What makes you smile like nothing else?
I think this is an amazing question don’t you?
I’ve sat on this question for a while now because I wasn’t sure how to answer it, I had so many answers and couldn’t decide which one of the many things that make me smile actually make me smile like nothing else can…..

  • Many things can make me smile, some just little things like laying down to the smell of freshly cleaned sheets right out of the dryer…..
  • The first bite of my favorite dish (when I get it right)  haha……
  • When a great song comes on the radio……
  • Watching my kids accomplish something they have worked on…..
  • Seeing the look on my children’s face Christmas Morning because Santa came…..

After I thought about all the things that make me smile ……I realized the one thing that makes me smile like nothing else is the feeling of LOVE …..

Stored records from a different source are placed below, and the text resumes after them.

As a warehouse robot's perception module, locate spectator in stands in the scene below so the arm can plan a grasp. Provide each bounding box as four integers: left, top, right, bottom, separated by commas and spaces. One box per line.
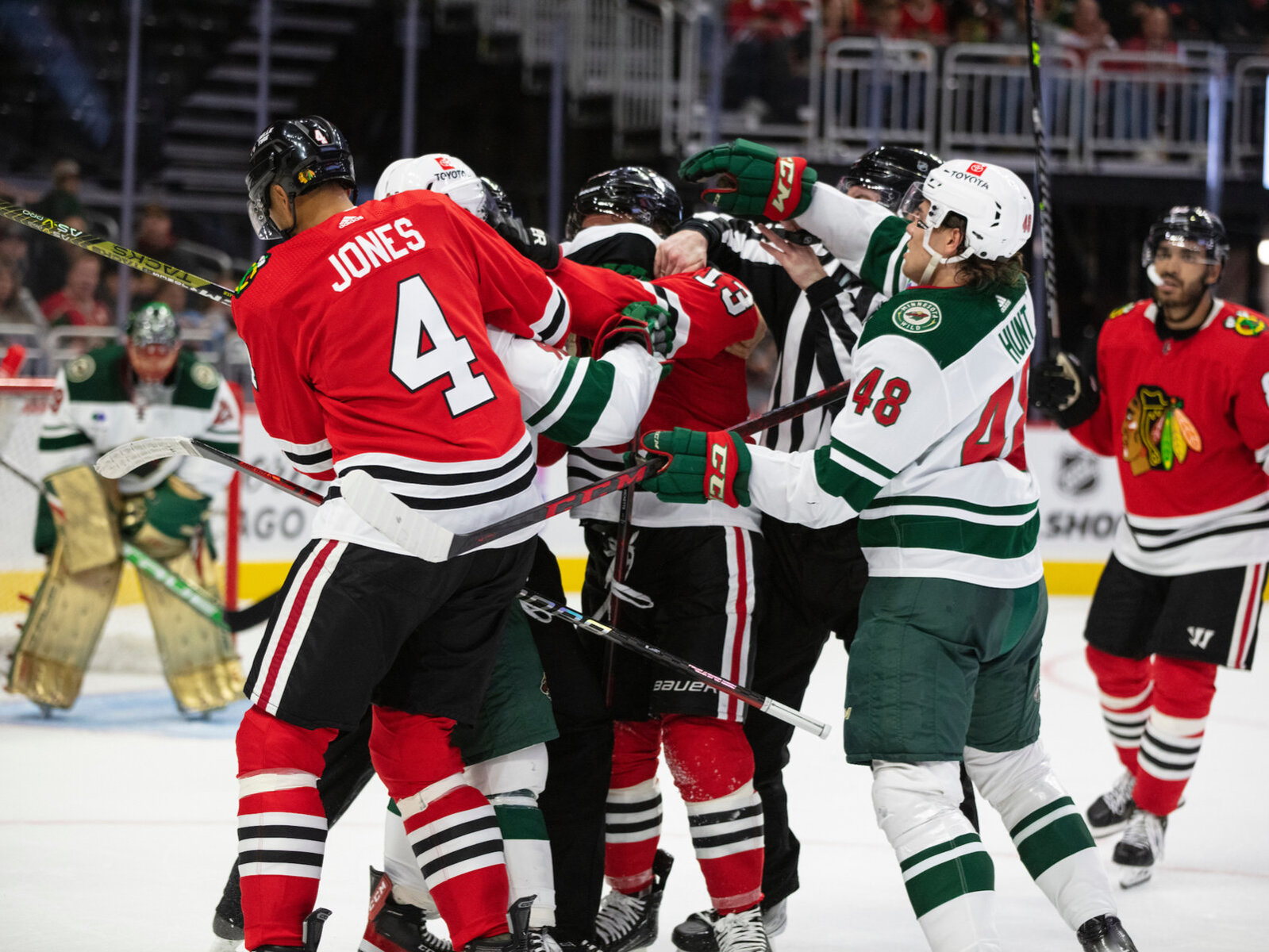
27, 214, 91, 301
34, 159, 84, 222
1123, 4, 1176, 55
1057, 0, 1119, 63
723, 0, 809, 123
40, 254, 110, 328
0, 255, 44, 337
898, 0, 948, 44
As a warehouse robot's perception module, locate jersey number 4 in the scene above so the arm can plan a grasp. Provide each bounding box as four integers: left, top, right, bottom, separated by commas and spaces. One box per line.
392, 274, 494, 416
960, 364, 1030, 472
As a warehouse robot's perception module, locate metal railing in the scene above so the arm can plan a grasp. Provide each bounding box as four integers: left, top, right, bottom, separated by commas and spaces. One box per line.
822, 36, 938, 155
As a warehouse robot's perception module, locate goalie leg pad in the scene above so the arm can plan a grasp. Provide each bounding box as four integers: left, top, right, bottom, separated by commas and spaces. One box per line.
236, 707, 336, 948
137, 552, 244, 711
604, 720, 661, 892
872, 760, 1000, 952
6, 539, 123, 708
964, 741, 1116, 929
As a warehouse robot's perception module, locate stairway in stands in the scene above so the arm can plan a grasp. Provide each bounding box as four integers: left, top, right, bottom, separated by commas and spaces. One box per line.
160, 0, 375, 198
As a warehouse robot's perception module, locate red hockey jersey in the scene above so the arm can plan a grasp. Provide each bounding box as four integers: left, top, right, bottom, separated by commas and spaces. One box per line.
233, 192, 568, 550
1071, 298, 1269, 575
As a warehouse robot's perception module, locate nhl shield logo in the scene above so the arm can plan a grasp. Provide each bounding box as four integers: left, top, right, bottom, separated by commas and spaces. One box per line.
894, 301, 943, 334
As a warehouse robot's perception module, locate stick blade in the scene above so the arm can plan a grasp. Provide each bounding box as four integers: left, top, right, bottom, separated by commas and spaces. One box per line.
339, 470, 454, 562
93, 436, 199, 480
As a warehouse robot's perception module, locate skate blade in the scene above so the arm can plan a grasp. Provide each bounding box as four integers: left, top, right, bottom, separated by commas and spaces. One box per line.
1119, 866, 1155, 890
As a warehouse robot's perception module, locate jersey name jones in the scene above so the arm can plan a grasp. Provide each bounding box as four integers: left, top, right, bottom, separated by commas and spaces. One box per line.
326, 218, 425, 290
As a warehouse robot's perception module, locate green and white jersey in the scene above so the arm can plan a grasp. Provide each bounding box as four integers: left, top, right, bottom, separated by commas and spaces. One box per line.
489, 328, 661, 447
40, 344, 242, 497
748, 190, 1043, 588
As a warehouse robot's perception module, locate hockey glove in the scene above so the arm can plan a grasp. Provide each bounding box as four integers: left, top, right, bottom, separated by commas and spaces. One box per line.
133, 476, 212, 559
494, 218, 560, 271
640, 427, 754, 506
1030, 351, 1102, 430
679, 138, 818, 221
595, 301, 674, 357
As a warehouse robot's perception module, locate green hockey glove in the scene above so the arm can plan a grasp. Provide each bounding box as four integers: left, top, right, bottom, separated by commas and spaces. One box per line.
595, 301, 674, 357
640, 427, 754, 506
679, 138, 818, 221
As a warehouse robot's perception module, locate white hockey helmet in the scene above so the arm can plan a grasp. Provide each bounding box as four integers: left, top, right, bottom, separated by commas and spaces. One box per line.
900, 159, 1036, 263
375, 152, 489, 218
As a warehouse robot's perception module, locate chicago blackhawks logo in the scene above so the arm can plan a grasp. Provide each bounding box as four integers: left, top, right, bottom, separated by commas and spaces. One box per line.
1123, 385, 1203, 476
1225, 311, 1265, 338
894, 301, 943, 334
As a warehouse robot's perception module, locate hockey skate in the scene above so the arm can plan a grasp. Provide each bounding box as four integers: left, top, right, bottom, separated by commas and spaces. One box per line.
670, 899, 790, 952
463, 896, 544, 952
595, 849, 674, 952
255, 909, 330, 952
1110, 810, 1167, 889
1084, 770, 1137, 836
714, 906, 771, 952
1075, 916, 1137, 952
356, 866, 454, 952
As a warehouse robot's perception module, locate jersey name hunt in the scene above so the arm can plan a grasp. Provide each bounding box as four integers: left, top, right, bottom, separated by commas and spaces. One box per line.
326, 216, 426, 290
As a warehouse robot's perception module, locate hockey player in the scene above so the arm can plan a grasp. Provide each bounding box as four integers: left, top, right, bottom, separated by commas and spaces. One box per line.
233, 117, 611, 952
644, 140, 1135, 952
213, 154, 672, 952
8, 303, 242, 712
552, 167, 767, 952
1032, 205, 1269, 886
656, 146, 977, 952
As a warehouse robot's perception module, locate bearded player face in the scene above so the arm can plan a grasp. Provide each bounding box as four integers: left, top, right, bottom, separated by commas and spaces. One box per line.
1155, 241, 1221, 319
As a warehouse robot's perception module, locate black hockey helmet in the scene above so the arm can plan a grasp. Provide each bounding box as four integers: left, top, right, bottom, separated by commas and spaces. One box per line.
479, 175, 515, 225
565, 165, 683, 239
1141, 205, 1229, 269
246, 116, 356, 239
837, 146, 943, 212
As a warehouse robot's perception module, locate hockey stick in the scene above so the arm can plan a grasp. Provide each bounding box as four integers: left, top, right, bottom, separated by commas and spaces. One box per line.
521, 589, 833, 739
1027, 0, 1062, 351
339, 381, 850, 562
93, 436, 325, 505
98, 439, 841, 739
0, 201, 233, 305
0, 455, 229, 630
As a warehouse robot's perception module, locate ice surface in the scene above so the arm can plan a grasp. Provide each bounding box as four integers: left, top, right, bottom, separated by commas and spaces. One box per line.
0, 598, 1269, 952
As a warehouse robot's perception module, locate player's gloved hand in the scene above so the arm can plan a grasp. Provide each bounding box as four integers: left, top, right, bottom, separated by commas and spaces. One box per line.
679, 138, 818, 221
1029, 351, 1102, 429
494, 218, 560, 271
594, 301, 674, 357
132, 476, 212, 559
640, 427, 754, 506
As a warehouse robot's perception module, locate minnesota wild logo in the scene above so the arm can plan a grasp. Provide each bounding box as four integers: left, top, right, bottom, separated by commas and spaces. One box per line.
233, 252, 269, 297
1122, 386, 1203, 476
1225, 311, 1265, 338
894, 301, 943, 334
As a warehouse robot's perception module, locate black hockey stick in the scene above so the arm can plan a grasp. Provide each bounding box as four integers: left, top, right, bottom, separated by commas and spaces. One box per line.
0, 201, 233, 305
340, 381, 850, 562
1027, 0, 1062, 351
98, 439, 844, 739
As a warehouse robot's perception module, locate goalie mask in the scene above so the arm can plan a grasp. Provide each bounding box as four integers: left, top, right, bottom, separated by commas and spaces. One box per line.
565, 165, 683, 241
898, 159, 1036, 284
375, 152, 490, 220
1141, 205, 1229, 287
246, 116, 356, 241
837, 146, 943, 212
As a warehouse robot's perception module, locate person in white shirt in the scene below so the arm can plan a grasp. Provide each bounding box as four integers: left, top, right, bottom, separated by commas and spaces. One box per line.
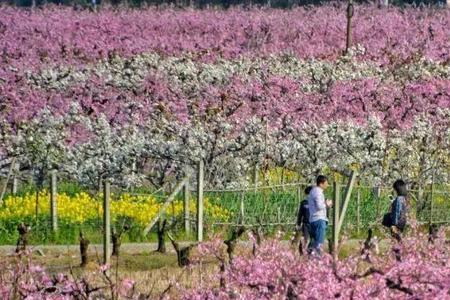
308, 175, 332, 255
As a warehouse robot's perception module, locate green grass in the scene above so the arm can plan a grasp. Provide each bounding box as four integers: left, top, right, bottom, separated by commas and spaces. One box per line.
0, 182, 450, 245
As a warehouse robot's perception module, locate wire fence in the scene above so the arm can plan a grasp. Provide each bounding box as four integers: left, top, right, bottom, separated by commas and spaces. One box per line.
0, 179, 450, 244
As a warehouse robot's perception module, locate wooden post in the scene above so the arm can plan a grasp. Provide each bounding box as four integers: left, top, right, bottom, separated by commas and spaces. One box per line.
183, 180, 191, 235
332, 181, 340, 259
50, 170, 58, 232
345, 0, 353, 54
142, 177, 189, 236
0, 158, 16, 204
197, 159, 204, 242
356, 186, 361, 234
239, 192, 245, 225
337, 171, 356, 236
11, 163, 20, 195
103, 180, 111, 264
430, 174, 434, 224
253, 164, 259, 193
277, 206, 281, 225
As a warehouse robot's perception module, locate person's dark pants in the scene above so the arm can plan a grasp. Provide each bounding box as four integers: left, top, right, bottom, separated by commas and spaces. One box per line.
308, 220, 328, 254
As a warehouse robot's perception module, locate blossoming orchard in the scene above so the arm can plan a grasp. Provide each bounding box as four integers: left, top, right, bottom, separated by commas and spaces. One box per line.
0, 0, 450, 299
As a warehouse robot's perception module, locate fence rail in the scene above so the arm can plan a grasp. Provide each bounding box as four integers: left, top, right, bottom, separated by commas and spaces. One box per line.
0, 173, 450, 247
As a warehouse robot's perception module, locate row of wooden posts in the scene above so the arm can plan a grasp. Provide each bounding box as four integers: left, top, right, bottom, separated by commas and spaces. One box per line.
7, 161, 356, 263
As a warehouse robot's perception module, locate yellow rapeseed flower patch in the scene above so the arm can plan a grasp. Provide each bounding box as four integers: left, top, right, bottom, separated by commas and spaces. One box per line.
0, 190, 230, 226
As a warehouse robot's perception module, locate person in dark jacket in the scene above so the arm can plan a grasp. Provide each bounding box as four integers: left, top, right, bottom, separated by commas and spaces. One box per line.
296, 186, 312, 254
383, 179, 408, 241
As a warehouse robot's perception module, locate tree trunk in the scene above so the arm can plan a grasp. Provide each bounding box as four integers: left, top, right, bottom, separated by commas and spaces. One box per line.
16, 223, 29, 253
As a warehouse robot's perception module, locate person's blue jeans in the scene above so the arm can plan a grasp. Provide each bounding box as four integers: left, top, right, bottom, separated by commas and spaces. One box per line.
308, 220, 328, 253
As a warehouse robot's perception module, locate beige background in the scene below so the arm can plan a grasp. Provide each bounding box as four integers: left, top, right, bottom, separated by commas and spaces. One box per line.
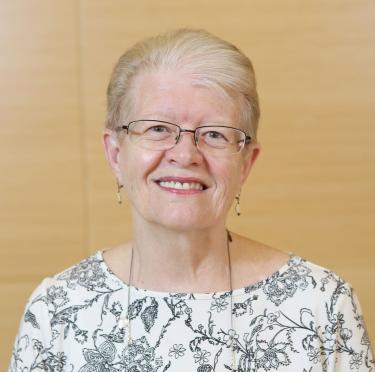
0, 0, 375, 370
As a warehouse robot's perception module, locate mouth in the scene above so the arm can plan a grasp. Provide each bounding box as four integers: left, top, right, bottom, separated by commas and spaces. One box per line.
155, 177, 207, 192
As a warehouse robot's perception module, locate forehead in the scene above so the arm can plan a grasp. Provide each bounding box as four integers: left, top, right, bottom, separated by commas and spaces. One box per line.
132, 70, 239, 125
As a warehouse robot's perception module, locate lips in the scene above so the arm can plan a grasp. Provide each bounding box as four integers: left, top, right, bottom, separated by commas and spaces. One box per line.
155, 177, 207, 191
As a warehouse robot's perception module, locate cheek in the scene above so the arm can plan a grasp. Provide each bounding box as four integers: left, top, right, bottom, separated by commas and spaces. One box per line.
120, 148, 162, 187
212, 161, 242, 193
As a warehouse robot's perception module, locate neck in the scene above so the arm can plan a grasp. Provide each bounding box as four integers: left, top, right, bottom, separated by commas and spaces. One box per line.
132, 217, 230, 292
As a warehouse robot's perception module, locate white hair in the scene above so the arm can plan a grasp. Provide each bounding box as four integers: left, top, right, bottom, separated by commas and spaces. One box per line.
106, 29, 260, 140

The love from another given freely with nothing to gain …..that feeling that you get when you can feel the others love for no other reason than for who you are …….The love you give to another because they are worth it …That is what makes me smile like nothing else can …..

My 8-year-old reminded me of this yesterday morning when she saw that after asking for 3 years in a row for a stuffed Jaguar teddy…..Santa finely came through and although none of his elves could find one anywhere nor could they make one …..Santa hunted down some material that looked as much like a Jaguar as he could and made one just for her …..and it has not left her side since……even though it is the most pitiful looking cat I have ever seen …haha…it probably should have been left to the elves….haha…But Santa worked very long hours on this cat I’m positive of that…..and when she saw it…….. that little spark that was starting to fade came back in her eyes and her belief in Santa was restored ….which moved my 2 older children and the magic of the real meaning of Christmas was back ……because its all about the love not the presents…..it’s all about the little things……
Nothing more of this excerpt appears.